Raporda, Alman tarafının FETÖ konusunda atacağı ciddi ve somut adımların ikili ilişkilerin iyileşmesine katkı sunacağı anlatılarak, "Alman kamuoyunda örgütün şeffaf yapılanmasına yönelik kaygıların daha yüksek sesle ifade edilmeye başlanması Berlin yönetiminin FETÖ konusundaki tutumunda revizyona gitmesi gerektiğini işaret etmektedir. Bu noktada antidemokratik, tek merkezden yönetilen ideolojik ve idari bir yapılanmanın hakim olduğu örgüte ait dernek ve okulların Alman makamları tarafından daha yakından incelenmesi yerinde bir adım olacaktır." tespiti yapıldı.

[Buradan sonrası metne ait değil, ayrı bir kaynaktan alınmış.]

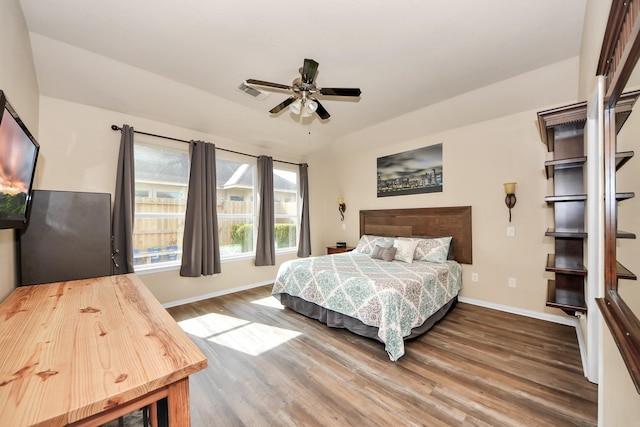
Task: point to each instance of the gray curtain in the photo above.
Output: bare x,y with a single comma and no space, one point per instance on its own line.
304,243
123,206
265,245
200,245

Berlin hükümetine, illegal bir örgütü korumaya devam etmesinin Türkiye ile ilişkilerine vereceği zararın anlatılması gerektiği belirtilen raporda, "Almanya'nın terör örgütlerine destek vermek ile Türkiye'yle sağlıklı ilişkiler kurmak arasında tercihini yapması gerektiği ifade edilmelidir. Almanya’da FETÖ ve PKK gibi terör örgütlerine hareket imkanı sağlamak suretiyle bunları Türkiye’ye karşı bir baskı aracı olarak kullanmak isteyen siyasetçilerin bu hesabının yanlış olduğu ve bunun Türkiye kadar Almanya'ya da zarar vereceği izah edilmelidir. Terörün kendisini destekleyenlere bumerang gibi döneceği gerçeği hatırlatılmalıdır." değerlendirmeleri yapıldı.